The team clearly had more faith in Garner Minshew II, entrusting him as their QB moving forward. Considering Foles’ track record, is that really a surprise? Over eight seasons he’s never appeared in more than 13 games and has played in 58 total games over the course of his career. Just how “good” has he been over that time? Here are a few key numbers:
- Completion Percentage – 61.9%
- Yards/Attempt – 7.0
- Touchdowns – 71
- Interceptions – 35
We’ve seen Foles carry a team through a Super Bowl run, so we know how good he can be. However that version of Foles isn’t consistently there, when he is healthy and on the field.
The second overall selection in the 2017 draft has failed to impressive over his first three seasons, though he’s appeared in 41 games and the numbers aren’t that far off from Foles’:
- Completion Percentage – 63.4%
- Yards/Attempt – 6.7
- Touchdowns – 48
- Interceptions – 29
The numbers were worse last year, with 6.1 YPA the notable problem, and he has thrown interceptions at a higher rate. Was part of the yardage due to the design of the offense? There were 139 targets that went to the running back duo of David Montgomery and Tarik Cohen, who averaged 7.4 and 5.8 yards/reception, respectively. That’s going to limit the overall numbers, and that needs to be kept in mind.

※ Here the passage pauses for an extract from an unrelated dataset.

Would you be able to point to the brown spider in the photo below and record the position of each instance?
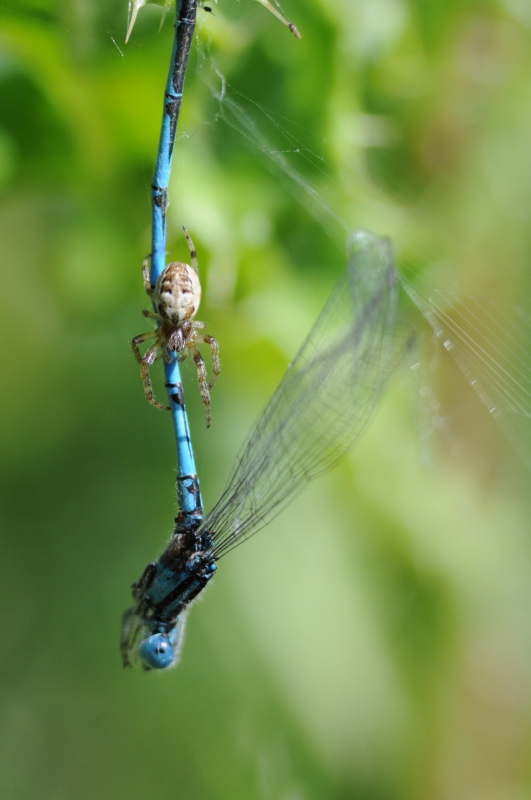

He’s also the more mobile of the two quarterbacks, rushing for 862 yards and 7 TD over his first three seasons (Foles hasn’t scored a rushing TD since 2015). Trubisky hasn’t been consistently good, but it’s easy to say his upside is still higher than Foles at this stage of his career.
At the end of the day neither quarterback may be a great fantasy option. Outside of Allen Robinson there are questions in the passing game, and the offense could continue to run through Montgomery and Cohen. That doesn’t spell great upside for either quarterback, though it appears the Bears wanted competition for Trubisky not necessarily a replacement. Maybe having a viable alternative will push the incumbent to realize his true potential? Time will tell, but Trubisky does have the higher upside and would still be the gamble we’d want to take at this point.